Undercurrents of Intolerance: Swimming in KKK Waters
By Allan Sheppard
If the issues were not serious and the potential consequences
not sobering to the people affected, one might be tempted to
dismiss the history of the Ku Klux Klan in Alberta in the 1920s
and '30s as a joke-a bad joke, certainly, but still a joke, cut
mercifully short by its own irrelevance and the incompetence of
its promoters.
But the issues were serious, as they still are. The
potential consequences were sobering, as they would be today. And
there is no reason to assume that the undercurrent of intolerance
and bigotry the KKK stirred up disappeared with it. On the
contrary, there is good reason to suspect the current might still
be flowing today, deep beneath apparently still waters.
The Ku Klux Klan's extremist messages fell on fertile ground in
Alberta during the 1920s and '30s, ground that had been broken,
ploughed, tilled and seeded by extremists in the Orange Lodges of
central and southern Alberta.
Dr. William Baergen, a Commissioner on the Alberta Human Rights
and Citizenship Commission since 1995, chronicles the story of the
"romance" and eventual "clandestine marriage"
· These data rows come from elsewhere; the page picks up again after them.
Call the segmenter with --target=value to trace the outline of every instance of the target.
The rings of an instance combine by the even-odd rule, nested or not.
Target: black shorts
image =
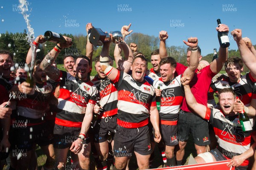
[[[110,131],[112,138],[115,134],[115,130],[116,128],[116,117],[117,115],[112,116],[101,118],[97,122],[93,129],[93,139],[96,143],[102,143],[107,140],[108,132]]]
[[[53,147],[58,149],[70,147],[73,142],[78,138],[81,131],[81,127],[67,127],[55,124],[53,130]],[[83,144],[90,142],[88,136],[83,141]]]
[[[134,151],[148,155],[153,151],[148,126],[131,129],[118,126],[114,139],[113,152],[116,157],[131,157]]]
[[[15,152],[31,150],[35,144],[44,146],[52,143],[52,133],[46,122],[42,122],[42,119],[18,116],[12,122],[12,130],[15,134],[15,140],[12,143],[16,145],[15,148],[13,148]]]
[[[210,144],[208,122],[195,113],[180,110],[178,119],[179,140],[187,141],[190,133],[195,144],[201,146]]]
[[[177,136],[178,126],[161,124],[160,131],[162,138],[166,146],[173,146],[179,144]]]

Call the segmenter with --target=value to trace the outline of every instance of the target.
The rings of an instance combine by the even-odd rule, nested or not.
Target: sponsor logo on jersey
[[[89,90],[90,90],[90,88],[86,86],[84,86],[84,89],[87,92],[89,92]]]
[[[150,89],[147,87],[144,87],[144,90],[146,92],[150,92]]]
[[[209,141],[208,137],[206,136],[204,136],[204,138],[203,138],[203,141],[204,141],[204,142]]]

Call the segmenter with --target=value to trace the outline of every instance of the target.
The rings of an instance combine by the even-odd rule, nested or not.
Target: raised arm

between the Klan and Alberta's Orange Lodges. Orangemen and the Ku
Klux Klan in Central Alberta, published by the central Alberta
Historical Society is scheduled for release in late May 2000. A
long-time resident of Stettler and a college and high school
administrator and social studies teacher, Baergen began preparing
his history upon retirement in 1991.
In a prepublication interview, Baergen said he is surprised that
he seems to be the first person to look extensively into this dark
corner of Alberta's history. The late University of Calgary
historian, Howard Palmer (in Patterns of Prejudice: A History of
Nativism in Alberta, 1982), journalist Julian Sher (in White
Hoods, 1983), lawyer Warren Kinsella (in Web of hate:
Inside Canada's Far Right, 1994), historian James H. gray (in The Roar of the
Twenties), the Byfield publishing empire (in History of
Alberta),
and historian Tom M. Henson in an article in Alberta History
("Ku Klux Klan in Western Canada," Autumn 1977) devote
chapters or short passages and anecdotes. But there has been no
full-scale academic or popular research and analysis of the
period. Even Baergen's study only looks at central Alberta.